A Torino il 4+4 resta una soluzione molto utilizzata, soprattutto da chi vuole affittare a lungo termine lasciando il canone alla libera contrattazione tra le parti. Proprio questo è il suo tratto distintivo: non è regolato dall’Accordo Territoriale del Comune di Torino, che invece riguarda i contratti a canone concordato, i transitori e i contratti per studenti universitari.
Questa guida spiega come funziona il contratto 4+4 a Torino nel 2026, quali imposte si pagano, quando conviene, come funziona la disdetta e perché può essere usato anche per la locazione parziale di una stanza o di una porzione di appartamento.
- Cos’è il contratto 4+4 e da dove nasce
- Come funziona la durata e il rinnovo automatico
- Il canone: libero e non soggetto all’Accordo Territoriale
- Il 4+4 può essere usato anche per una stanza o una porzione di appartamento
- Registrazione del contratto e adempimenti obbligatori
- Tassazione del 4+4: cedolare secca o regime ordinario
- Il 4+4 non ha le agevolazioni dei contratti concordati
- L’ IMU, l’ago della bilancia
- Differenze con gli altri contratti di locazione a Torino
- Quando conviene davvero il 4+4
- Conclusione

Cos’è il contratto canone libero 4+4 e da dove nasce
Il contratto canone libero 4+4 è il contratto abitativo “standard” disciplinato dall’art. 2, comma 1, della Legge 431/1998. La legge stabilisce che le parti possono stipulare contratti di locazione di durata non inferiore a quattro anni, rinnovati automaticamente per altri quattro, salvo i casi di diniego del rinnovo previsti dalla stessa legge.
Il nome “4+4” deriva proprio da questa struttura:
4 anni iniziali obbligatori + 4 anni di rinnovo automatico. In concreto, salvo particolari eccezioni, l’inquilino gode di una stabilità minima molto forte e il proprietario non può scegliere liberamente una durata più breve per un uso abitativo ordinario.
A differenza del 3+2 a canone concordato, nel 4+4 il canone non deve rispettare fasce minime o massime fissate a livello locale. Proprio per questo si parla di canone libero. L’altra faccia della medaglia è che questa maggiore libertà non dà accesso alle agevolazioni fiscali tipiche dei contratti concordati.
Come funziona la durata e il rinnovo automatico del canone libero
Il contratto dura quattro anni e, alla prima scadenza, si rinnova automaticamente per altri quattro anni se il locatore non comunica la disdetta per uno dei motivi tassativamente previsti dalla legge. Questi motivi sono indicati dall’art. 3 della Legge 431/1998 e comprendono, per esempio, la necessità di destinare l’immobile ad abitazione propria o di determinati familiari, oppure l’intenzione di vendere l’immobile in casi specifici.

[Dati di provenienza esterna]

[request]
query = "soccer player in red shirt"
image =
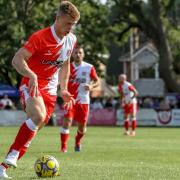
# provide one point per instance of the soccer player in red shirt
(42, 61)
(128, 94)
(82, 79)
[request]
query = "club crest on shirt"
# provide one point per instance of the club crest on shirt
(68, 52)
(84, 73)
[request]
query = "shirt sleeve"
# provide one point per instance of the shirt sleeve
(32, 45)
(119, 88)
(93, 73)
(131, 88)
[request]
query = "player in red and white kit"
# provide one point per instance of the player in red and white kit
(128, 94)
(42, 61)
(82, 79)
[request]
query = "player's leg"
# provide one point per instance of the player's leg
(126, 119)
(79, 135)
(134, 121)
(81, 116)
(126, 124)
(64, 134)
(36, 114)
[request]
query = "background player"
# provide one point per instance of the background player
(128, 94)
(82, 79)
(45, 53)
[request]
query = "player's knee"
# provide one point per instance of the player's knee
(39, 118)
(82, 130)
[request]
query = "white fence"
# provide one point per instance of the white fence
(145, 117)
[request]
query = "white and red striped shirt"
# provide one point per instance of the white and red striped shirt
(49, 52)
(79, 76)
(127, 90)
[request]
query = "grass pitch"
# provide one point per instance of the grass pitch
(154, 154)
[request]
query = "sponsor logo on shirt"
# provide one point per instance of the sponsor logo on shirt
(56, 63)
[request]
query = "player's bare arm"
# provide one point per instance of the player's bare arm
(19, 62)
(94, 83)
(135, 92)
(63, 78)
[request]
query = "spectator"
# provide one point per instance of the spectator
(6, 103)
(109, 103)
(97, 104)
(148, 102)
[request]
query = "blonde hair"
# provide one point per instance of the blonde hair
(67, 8)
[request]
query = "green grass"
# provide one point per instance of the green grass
(154, 154)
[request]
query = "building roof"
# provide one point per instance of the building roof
(150, 87)
(147, 53)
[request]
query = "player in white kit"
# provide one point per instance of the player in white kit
(128, 94)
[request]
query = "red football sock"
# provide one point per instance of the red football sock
(64, 140)
(78, 138)
(24, 136)
(4, 165)
(133, 124)
(126, 125)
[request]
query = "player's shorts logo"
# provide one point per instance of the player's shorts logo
(164, 116)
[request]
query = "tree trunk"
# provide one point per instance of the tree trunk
(165, 55)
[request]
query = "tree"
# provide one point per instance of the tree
(154, 19)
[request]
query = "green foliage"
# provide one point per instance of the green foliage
(106, 154)
(18, 19)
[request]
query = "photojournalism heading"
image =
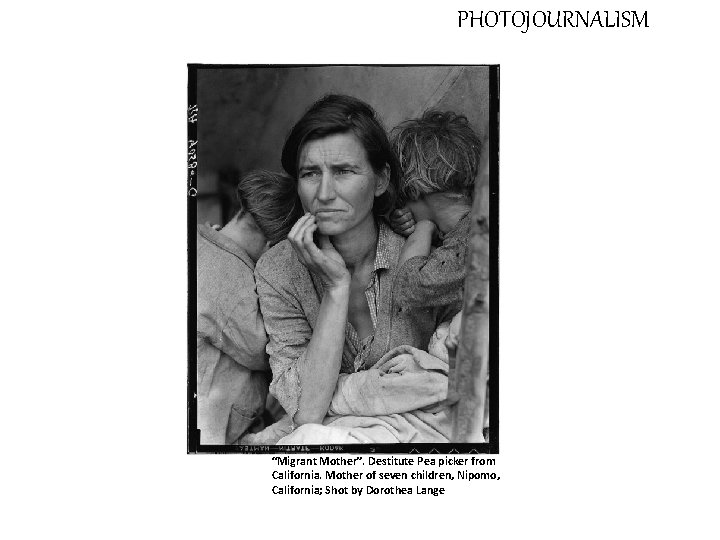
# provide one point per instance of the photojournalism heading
(524, 20)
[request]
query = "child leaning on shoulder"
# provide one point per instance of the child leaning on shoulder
(440, 156)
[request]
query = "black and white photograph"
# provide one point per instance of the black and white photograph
(342, 240)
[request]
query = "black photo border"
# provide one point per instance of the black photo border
(194, 116)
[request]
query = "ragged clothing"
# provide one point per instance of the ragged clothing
(232, 367)
(399, 400)
(290, 297)
(436, 280)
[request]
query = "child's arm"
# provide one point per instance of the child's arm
(419, 242)
(436, 279)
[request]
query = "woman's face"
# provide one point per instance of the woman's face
(336, 182)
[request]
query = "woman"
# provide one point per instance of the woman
(326, 292)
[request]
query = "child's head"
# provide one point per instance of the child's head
(270, 200)
(438, 152)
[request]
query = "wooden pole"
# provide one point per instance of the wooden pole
(467, 386)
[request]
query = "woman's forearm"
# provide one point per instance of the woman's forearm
(321, 366)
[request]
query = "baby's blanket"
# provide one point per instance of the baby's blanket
(398, 400)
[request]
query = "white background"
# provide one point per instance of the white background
(608, 271)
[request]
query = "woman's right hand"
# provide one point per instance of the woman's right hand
(324, 260)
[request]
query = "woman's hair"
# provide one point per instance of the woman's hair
(271, 199)
(437, 152)
(345, 114)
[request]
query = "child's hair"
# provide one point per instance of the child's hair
(437, 152)
(271, 199)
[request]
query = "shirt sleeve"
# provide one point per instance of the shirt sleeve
(436, 280)
(243, 337)
(288, 336)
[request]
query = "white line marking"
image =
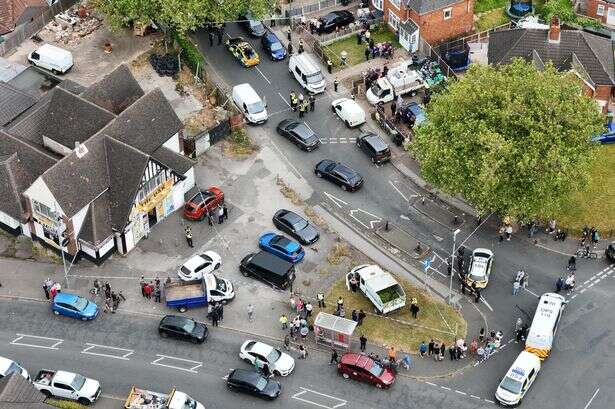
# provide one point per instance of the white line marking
(592, 398)
(399, 191)
(21, 336)
(263, 75)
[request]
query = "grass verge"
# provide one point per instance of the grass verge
(435, 319)
(595, 206)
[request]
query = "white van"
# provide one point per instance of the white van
(249, 103)
(307, 72)
(544, 325)
(518, 379)
(52, 58)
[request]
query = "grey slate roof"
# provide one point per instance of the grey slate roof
(71, 119)
(595, 53)
(173, 160)
(116, 91)
(13, 102)
(146, 124)
(426, 6)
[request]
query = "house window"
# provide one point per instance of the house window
(393, 20)
(600, 10)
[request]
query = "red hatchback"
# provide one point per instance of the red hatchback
(204, 201)
(363, 368)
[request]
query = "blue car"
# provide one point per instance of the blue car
(282, 247)
(272, 45)
(74, 306)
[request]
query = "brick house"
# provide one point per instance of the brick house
(588, 56)
(437, 20)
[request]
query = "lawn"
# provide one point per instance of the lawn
(596, 205)
(355, 51)
(491, 19)
(407, 337)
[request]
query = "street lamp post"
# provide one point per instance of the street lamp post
(450, 287)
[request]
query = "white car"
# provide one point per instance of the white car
(279, 363)
(198, 265)
(349, 111)
(8, 366)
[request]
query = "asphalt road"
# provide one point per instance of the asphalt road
(121, 350)
(577, 369)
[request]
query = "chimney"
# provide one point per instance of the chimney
(554, 30)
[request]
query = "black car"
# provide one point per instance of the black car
(340, 174)
(253, 27)
(295, 226)
(373, 145)
(299, 134)
(335, 19)
(254, 383)
(182, 328)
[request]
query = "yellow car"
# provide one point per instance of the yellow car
(242, 51)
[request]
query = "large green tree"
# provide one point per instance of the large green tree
(510, 139)
(181, 15)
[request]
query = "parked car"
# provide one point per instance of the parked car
(335, 19)
(273, 46)
(375, 147)
(253, 383)
(8, 367)
(365, 369)
(242, 51)
(340, 174)
(253, 27)
(348, 111)
(259, 353)
(479, 271)
(282, 247)
(202, 202)
(299, 134)
(295, 226)
(183, 328)
(198, 265)
(74, 306)
(269, 269)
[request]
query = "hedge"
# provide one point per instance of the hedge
(191, 56)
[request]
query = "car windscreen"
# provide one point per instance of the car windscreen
(315, 78)
(78, 382)
(511, 385)
(256, 107)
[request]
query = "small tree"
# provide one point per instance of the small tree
(510, 139)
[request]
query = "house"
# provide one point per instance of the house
(587, 55)
(436, 20)
(16, 12)
(90, 170)
(16, 392)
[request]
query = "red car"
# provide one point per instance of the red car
(363, 368)
(204, 201)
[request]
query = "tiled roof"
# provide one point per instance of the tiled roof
(595, 53)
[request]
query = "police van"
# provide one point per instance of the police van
(544, 325)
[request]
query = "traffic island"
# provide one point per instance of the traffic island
(435, 320)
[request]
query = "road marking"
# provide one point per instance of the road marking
(263, 75)
(305, 391)
(125, 353)
(592, 398)
(335, 200)
(191, 369)
(56, 341)
(399, 191)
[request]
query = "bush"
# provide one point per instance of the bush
(191, 56)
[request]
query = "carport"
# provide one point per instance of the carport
(333, 331)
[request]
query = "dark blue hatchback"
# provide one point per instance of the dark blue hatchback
(273, 46)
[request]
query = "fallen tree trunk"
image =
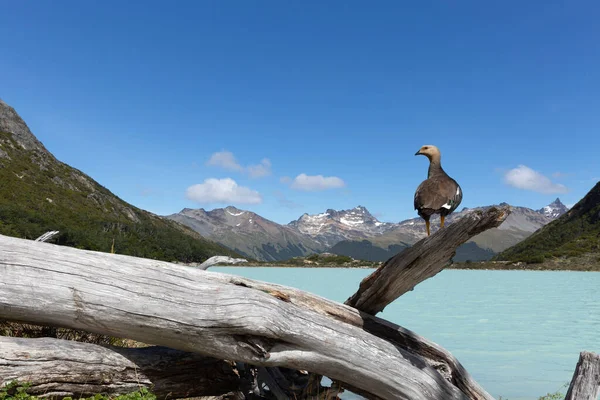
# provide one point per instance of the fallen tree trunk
(231, 318)
(585, 384)
(58, 368)
(425, 259)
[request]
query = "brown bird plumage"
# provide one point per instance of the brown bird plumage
(438, 194)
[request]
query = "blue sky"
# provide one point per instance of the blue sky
(209, 103)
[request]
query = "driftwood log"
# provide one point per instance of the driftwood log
(585, 384)
(232, 318)
(58, 368)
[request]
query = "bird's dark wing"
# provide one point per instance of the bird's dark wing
(438, 194)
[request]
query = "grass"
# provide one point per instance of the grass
(18, 391)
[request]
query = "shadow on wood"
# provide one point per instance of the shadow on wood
(240, 319)
(58, 368)
(585, 384)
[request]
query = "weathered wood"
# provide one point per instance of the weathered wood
(224, 317)
(56, 367)
(425, 259)
(585, 384)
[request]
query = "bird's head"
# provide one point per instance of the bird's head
(429, 151)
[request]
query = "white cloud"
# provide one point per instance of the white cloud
(260, 170)
(316, 182)
(284, 201)
(226, 160)
(222, 191)
(526, 178)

Il punto importante è questo: alla prima scadenza dei primi 4 anni il proprietario non è libero di interrompere il rapporto come vuole. Può farlo solo nei casi previsti dalla legge e con preavviso di almeno 6 mesi. Alla seconda scadenza, invece, il mancato rinnovo è più libero, sempre con il rispetto del preavviso previsto.
Per l’inquilino il discorso è diverso. Il conduttore può recedere nei casi previsti dalla legge e dal contratto; molto spesso i contratti prevedono anche la facoltà di recesso per gravi motivi, con preavviso. Conviene sempre disciplinare bene questo punto in modo chiaro nel testo contrattuale.
Il canone libero: non soggetto all’Accordo Territoriale
Nel 4+4 il canone è liberamente stabilito da proprietario e inquilino. Non ci sono tabelle comunali da rispettare, non ci sono valori minimi e massimi fissati dall’Accordo Territoriale e non serve calcolare il canone sulla base delle fasce di zona. Questo è l’elemento che distingue più nettamente il 4+4 dai contratti a canone concordato.
A Torino, infatti, l’Accordo Territoriale in vigore dal 1° maggio 2024 serve a determinare i canoni dei contratti convenzionati, non quelli liberi. Il Comune lo dice in modo chiaro: gli accordi territoriali stabiliscono i valori minimi e massimi del canone per i contratti concordati, transitori e studenti. Il 4+4 libero resta fuori da questa disciplina.
Quanto all’aggiornamento del canone, il meccanismo non è automatico: deve essere previsto nel contratto. Se il locatore ha optato per la cedolare secca, però, non può chiedere aggiornamenti del canone finché dura l’opzione, compreso l’adeguamento ISTAT.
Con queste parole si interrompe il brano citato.